We recommend that retail lenders protect consumers from harm and support the sustainable credit priority by operating financial promotions and communication strategies that are predicated on clearly and fairly communicating to customers the core message that credit can be harmful and that customers should make a carefully considered decision to enter into a credit agreement. This cautious message should form the foundation of a retail lender’s communication strategy and can be overlaid with a lender’s own marketing/brand message provided that it does not dilute or counter the consumer protection-focused core message. It is prudent for a retail lender to document its financial promotions and communication strategy to be able to demonstrate its formal process in relation to marketing.
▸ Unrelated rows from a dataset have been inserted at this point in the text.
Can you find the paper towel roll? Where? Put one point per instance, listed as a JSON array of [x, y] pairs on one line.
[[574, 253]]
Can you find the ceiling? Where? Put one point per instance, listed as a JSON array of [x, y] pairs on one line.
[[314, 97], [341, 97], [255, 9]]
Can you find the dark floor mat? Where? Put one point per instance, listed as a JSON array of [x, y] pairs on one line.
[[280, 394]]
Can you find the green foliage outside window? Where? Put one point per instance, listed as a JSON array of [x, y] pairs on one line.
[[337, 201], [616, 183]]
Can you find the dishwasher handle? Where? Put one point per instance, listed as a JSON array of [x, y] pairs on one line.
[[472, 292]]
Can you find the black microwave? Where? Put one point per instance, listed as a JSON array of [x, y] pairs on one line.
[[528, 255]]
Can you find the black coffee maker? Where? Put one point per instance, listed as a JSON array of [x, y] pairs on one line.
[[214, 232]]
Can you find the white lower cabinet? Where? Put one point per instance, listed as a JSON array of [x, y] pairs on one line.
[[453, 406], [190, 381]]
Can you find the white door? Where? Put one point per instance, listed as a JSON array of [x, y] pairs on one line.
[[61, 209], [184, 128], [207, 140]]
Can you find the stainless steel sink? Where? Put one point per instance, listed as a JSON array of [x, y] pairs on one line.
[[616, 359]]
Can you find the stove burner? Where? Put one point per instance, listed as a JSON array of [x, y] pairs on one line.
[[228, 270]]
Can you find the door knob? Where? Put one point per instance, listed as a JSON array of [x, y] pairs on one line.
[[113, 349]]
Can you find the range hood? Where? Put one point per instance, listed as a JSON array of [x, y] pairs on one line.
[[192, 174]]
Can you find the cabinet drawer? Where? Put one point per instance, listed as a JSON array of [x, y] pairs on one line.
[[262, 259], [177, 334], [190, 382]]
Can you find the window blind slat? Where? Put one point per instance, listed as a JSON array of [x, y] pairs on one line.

Another salient point from Charles’ speech touched on the topic of firms focussing on outcomes (e.g. the results that a retail lender’s business strategy ultimately achieves for its customer base). Charles set out that firms “…must identify if consumers are trapped in a cycle of unaffordable debt and take action to break that cycle…” As intimated by the aforementioned statement, the FCA’s expectation is that lenders’ creditworthiness assessment processes are holistic and not only considers affordability from a £ value perspective but considers the suitability of the customer entering into the credit agreement based on the customer’s personal and financial circumstances (including where the customer’s financial records demonstrate a cycle of unaffordable debt). Where a retail lender identifies that a customer is in a cycle of unaffordable debt, its duty to treat customers fairly under Principle 6, requires the firm to support the customer by, for example, referring the customer to a debt advice organisation. A retail lender should definitely not, in the words of Charles, ‘extract further rents from the most vulnerable [(i.e. customers in a cycle of unaffordable debt)]’. We recommend that retail lending firms ensure that their credit policies make provision for an expansive assessment of a customer’s personal and financial circumstances to inform, not just an affordable lending decision from a £ value perspective, but an overall responsible lending decision which aligns with the TCF principle and the consumer protection objective.